The judge in Drew Peterson's murder case says he will announce his decision on a mistrial motion Wednesday morning.
This is the third motion for mistrial in the three-week-old trial.
Sparking Tuesday's action was a question from prosecutor Kathleen Patton during her questioning of Teresa Kernc, a former colleague of Peterson's with the Bolingbrook Police Department.
"Did she tell you she wanted to get an order of protection?" Patton asked, broaching a subject previously barred by the judge.
"There was one thing I told you not to go into and that's exactly what you did," said Judge Edward Burmila.
Patton was visibly shaken.
"I'm sorry. It's my fault," said Patton, explaining that the question mentioning the order was on a prepared list that she began reading inadvertently.
A few minutes later, Patton could be seen in an adjoining room during a break, her shoulder slumped forward, her face buried in her hand, shaking her head over and over. Will County State's Attorney James Glasgow stood at a distance, his head down.
Court resumed after a 30 minute recess, with attorneys on both sides pleading with the judge.
Patton asked that she, alone, be held accountable for the blunder. Peterson attorney Joel Brodsky said the trial has been filled with "an avalanche of prejudicial, illegal evidence" and the case should be thrown out.
But Burmila didn't seem to care for the specificity of the defense team's request, which wanted only a ruling of a mistrial with prejudice, meaning the charges would be dropped and Peterson could not be tried again.

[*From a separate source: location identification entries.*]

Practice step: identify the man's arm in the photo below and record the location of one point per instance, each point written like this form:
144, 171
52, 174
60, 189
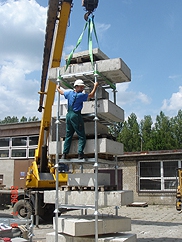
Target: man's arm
61, 91
92, 93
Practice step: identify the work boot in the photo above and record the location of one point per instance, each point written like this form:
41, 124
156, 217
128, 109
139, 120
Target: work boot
81, 156
63, 156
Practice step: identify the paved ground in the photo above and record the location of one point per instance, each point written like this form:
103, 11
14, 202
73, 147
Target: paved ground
152, 223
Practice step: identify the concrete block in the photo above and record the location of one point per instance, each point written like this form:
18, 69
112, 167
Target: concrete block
7, 170
106, 110
88, 179
84, 55
116, 237
105, 146
113, 70
84, 198
89, 129
85, 225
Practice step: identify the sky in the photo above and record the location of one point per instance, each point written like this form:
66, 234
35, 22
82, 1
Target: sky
145, 34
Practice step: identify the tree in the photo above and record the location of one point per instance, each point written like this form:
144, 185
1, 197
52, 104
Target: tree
176, 123
130, 135
33, 119
146, 133
8, 120
23, 119
115, 129
163, 136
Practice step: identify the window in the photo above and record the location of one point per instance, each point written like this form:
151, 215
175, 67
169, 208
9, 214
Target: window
18, 147
4, 142
18, 153
33, 140
19, 141
158, 175
4, 153
31, 153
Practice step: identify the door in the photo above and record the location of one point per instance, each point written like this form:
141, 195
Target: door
112, 177
20, 172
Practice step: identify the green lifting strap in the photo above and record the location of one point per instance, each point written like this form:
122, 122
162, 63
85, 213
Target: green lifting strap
91, 27
65, 83
78, 43
106, 80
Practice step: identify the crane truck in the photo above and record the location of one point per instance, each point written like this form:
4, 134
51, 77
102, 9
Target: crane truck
179, 189
41, 174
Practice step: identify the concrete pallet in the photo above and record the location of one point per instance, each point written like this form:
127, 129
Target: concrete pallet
116, 237
106, 110
79, 57
88, 179
105, 199
85, 225
105, 146
114, 70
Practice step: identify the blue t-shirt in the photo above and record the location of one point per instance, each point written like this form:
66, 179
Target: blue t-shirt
75, 99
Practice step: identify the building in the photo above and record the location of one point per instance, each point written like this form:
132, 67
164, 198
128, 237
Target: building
151, 175
18, 142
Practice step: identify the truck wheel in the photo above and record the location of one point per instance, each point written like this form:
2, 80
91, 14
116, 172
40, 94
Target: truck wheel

"You don't say to the court, 'We only get a mistrial the way we want the mistrial,'" he said.
A ruling of mistrial without prejudice would mean prosecutors could re-try Peterson with a new jury.
Two weeks ago, Burmila considered another motion for a mistrial after prosecutors asked a question that the judge said they should have not asked. At the time, the judge said he thought Peterson could still get a fair trial.
Savio was found dead in a dry bathtub in her home in 2004. Her death was initially ruled accidental. Following the disappearance of Peterson's fourth wife, Stacy Peterson, Savio's body was exhumed and the death ruling amended to a homicide.
Drew Peterson denies he had anything to do with his fourth wife's disappearance, long maintaining that she left him for another man. He's not been charged with any crime involved in that case but does remain a suspect.
Any presumption that Stacy Peterson is dead was not allowed during this trial.